Another Fitzgerald House offering, in which we get to know Nathan Forester, Daniel's twin. But those two men couldn't be more different. Nathan has suffered from dyslexia all his life, though his difficulties with reading and numbers hasn't been labeled as such. Instead, Nathan thinks he's stupid, that his brain just doesn't work right. When he meets single mother, Cheryl Henshaw, he'd love to get to know her better, but he's not into kids, and she has a very bright little boy.

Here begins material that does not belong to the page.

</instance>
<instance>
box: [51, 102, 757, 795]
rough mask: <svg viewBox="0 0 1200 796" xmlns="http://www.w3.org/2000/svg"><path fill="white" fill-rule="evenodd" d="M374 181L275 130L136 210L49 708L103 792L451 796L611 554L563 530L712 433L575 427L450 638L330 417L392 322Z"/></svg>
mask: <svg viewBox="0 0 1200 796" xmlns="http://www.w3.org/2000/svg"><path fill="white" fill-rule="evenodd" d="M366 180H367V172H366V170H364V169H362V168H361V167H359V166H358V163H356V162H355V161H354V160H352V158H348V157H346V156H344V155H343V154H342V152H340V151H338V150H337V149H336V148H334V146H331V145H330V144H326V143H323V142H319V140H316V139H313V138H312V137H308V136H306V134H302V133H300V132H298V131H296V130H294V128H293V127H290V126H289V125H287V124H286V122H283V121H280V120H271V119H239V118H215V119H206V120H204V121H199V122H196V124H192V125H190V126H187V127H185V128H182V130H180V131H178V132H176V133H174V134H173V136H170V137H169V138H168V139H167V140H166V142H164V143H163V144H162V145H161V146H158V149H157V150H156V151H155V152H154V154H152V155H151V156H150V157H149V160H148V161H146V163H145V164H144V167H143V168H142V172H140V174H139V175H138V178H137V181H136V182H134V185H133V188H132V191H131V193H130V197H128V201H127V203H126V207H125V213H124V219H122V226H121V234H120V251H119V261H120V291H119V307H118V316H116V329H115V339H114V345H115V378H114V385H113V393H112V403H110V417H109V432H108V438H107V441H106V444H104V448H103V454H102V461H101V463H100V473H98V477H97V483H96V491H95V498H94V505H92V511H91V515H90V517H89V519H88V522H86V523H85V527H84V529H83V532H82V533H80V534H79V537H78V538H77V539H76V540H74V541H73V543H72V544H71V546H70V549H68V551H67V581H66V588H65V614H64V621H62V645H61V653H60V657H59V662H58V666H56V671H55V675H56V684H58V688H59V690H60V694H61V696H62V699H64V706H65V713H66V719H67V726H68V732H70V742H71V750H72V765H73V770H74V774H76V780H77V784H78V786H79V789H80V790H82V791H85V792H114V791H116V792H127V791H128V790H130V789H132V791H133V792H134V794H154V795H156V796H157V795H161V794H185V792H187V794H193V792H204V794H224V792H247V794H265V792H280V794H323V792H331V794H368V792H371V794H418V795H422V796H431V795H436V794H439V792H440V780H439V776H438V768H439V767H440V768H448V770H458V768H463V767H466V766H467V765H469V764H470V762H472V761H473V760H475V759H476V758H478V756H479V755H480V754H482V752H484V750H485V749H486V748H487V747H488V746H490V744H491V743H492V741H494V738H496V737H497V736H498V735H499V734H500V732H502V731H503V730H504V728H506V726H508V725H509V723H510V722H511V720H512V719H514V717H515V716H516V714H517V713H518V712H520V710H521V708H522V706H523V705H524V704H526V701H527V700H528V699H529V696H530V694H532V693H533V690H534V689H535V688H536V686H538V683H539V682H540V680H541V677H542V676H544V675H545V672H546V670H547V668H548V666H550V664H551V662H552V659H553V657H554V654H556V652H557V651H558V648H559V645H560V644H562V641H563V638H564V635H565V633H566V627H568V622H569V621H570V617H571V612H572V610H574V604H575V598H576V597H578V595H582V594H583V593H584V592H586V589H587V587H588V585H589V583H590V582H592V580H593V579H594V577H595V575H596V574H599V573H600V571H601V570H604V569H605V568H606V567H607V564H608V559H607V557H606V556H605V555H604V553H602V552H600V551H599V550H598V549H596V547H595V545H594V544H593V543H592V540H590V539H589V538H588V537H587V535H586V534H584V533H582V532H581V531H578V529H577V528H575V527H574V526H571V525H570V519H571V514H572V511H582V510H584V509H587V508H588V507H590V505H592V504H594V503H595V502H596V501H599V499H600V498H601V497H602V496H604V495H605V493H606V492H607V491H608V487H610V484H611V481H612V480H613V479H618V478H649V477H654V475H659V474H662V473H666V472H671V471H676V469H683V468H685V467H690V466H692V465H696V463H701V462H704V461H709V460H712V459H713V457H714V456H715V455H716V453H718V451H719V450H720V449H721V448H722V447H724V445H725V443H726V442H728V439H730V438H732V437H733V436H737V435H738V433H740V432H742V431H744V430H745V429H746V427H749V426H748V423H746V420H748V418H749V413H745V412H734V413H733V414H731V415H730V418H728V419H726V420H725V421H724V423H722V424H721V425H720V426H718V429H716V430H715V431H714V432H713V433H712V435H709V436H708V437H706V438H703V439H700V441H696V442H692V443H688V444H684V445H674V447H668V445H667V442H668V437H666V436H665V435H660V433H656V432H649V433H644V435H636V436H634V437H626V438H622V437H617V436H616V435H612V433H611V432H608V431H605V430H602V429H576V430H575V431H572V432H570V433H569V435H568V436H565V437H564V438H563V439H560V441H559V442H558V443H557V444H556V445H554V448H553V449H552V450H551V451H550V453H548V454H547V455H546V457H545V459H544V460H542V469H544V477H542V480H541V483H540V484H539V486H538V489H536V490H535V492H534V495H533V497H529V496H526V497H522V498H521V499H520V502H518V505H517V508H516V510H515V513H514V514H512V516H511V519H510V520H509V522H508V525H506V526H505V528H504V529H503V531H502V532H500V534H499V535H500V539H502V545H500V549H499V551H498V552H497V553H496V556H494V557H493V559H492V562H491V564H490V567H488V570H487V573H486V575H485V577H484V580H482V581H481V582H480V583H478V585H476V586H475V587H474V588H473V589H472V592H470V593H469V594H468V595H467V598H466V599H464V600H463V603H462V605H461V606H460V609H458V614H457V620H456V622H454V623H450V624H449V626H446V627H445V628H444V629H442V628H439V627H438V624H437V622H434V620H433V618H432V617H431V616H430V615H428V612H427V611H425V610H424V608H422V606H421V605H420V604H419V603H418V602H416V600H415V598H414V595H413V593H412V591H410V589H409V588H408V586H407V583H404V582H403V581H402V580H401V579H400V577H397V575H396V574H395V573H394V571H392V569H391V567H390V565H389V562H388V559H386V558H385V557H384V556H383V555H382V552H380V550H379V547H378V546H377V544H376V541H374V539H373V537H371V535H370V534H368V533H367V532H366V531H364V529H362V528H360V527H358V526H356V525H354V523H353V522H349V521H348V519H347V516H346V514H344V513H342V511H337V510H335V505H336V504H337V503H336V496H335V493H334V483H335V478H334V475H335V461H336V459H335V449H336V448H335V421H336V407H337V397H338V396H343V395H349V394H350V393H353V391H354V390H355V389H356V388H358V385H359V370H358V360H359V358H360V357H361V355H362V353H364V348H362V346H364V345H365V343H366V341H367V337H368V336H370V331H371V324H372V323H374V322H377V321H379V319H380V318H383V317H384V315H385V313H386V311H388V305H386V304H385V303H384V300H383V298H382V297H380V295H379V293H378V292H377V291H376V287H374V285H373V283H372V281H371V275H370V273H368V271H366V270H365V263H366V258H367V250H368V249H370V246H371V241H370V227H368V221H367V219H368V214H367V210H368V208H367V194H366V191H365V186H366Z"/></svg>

Nathan is home to help renovate Fitzgerald House while his father engages in chemotherapy and tries to recover from cancer. It's a chance for Nathan to prove he, too, is capable of running the family construction business, but just as he's gearing up to do so, he's saddled with a little girl, Isabella, a former girlfriend claims is his daughter. That woman then disappears, without explaining why the child refuses to talk, and is frightened of noises and almost everything.
Unraveling the background of Issy's life might help Nathan to care for her, but taking her in scares him. How can he possibly do right by a child when he has so much trouble just doing what other people find so easy? He begs Cheryl to help him and she does, though with reluctance, at least at first. In doing so, her son's behavior toward Nathan turns nasty, but--surprisingly--Issy talks to Josh, which gives the adults hope that a breakthrough might be in the works. However, the attraction the adults have for each other can never move forward if Josh refuses to accept Nathan. Is his reaction something Cheryl should have expected, given their past when living with her abusive brother-in-law after her husband's death?
A complicated story that reflects the many threads of real life that so often include knots of problems in addition to the gradual unraveling of past hurts when placed in the light of love and real caring. A story I couldn't put down.